Личные мотивы
Шрифт:
– Занятно, – задумчиво проговорил Михаил. – И что вы ответили?
– Боже мой, Миша, ну как вы сами думаете, что я могла ответить, если Славомир мне нравился? Разумеется, я сказала, что это гениально и пьеса наверняка имела бы огромный успех.
– И вы в самом деле так считали?
– Конечно, нет. Идеи всеобщих заговоров мне не близки. И попытки искать виноватых вовне – тоже. И знаете, что еще я отметила? У Славомира очень хорошая речь, с длинными фразами, в которых не терялись подлежащие, сказуемые и определения, и он очень точно умел выражать свои мысли.
И снова всплыло воспоминание…
…Они сидели здесь,
– В век компьютерных технологий, мобильных телефонов и эсэмэсок у людей полностью утрачивается навык к красивой правильной устной речи, потому что утрачивается навык письма.
– А при чем тут письмо? – не поняла тогда Ольга.

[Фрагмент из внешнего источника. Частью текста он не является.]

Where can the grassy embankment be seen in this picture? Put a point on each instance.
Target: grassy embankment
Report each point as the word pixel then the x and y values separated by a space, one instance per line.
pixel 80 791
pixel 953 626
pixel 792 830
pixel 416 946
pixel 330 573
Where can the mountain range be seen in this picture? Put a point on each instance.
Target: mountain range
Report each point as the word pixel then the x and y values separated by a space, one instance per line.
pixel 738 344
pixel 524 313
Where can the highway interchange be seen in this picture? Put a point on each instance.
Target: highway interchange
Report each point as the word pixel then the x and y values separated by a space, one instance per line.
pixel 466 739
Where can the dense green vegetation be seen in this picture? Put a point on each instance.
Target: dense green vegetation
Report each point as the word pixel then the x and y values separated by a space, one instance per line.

– А ты думала о том, что в эпоху эпистолярного творчества люди и говорили иначе, не так, как сейчас? Пока напишешь фразу – десять раз ее обдумаешь, и если тебя занесет куда-то не туда, то надо придумать, как правильно ее закончить, чтобы ничего не вычеркивать и не переписывать все письмо с самого начала. Ведь письма были длинными, вспомни «Войну и мир». Да даже во времена моей юности еще писали очень длинные письма. А теперь, когда тексты пишут на компьютере, их легко в любой момент переделать, что-то вычеркнуть, что-то поменять местами, переписать, и никто уже не парится над точностью выражения мысли и складностью фразы. Ты обратила внимание, что сегодня можно легко определить человека, работающего с письменным словом, – он разговаривает иначе, не так, как большинство.
– Откуда же у тебя самого такая гладкая речь? – спросила Ольга. – Ты ведь все время работаешь на компьютере.
– Ну, милая, у меня за плечами долгая жизнь, большая часть которой прошла в докомпьютерную эпоху, и я привык пользоваться ручкой. Кстати, я по-прежнему много ею пользуюсь, не могу отделаться от этой привычки…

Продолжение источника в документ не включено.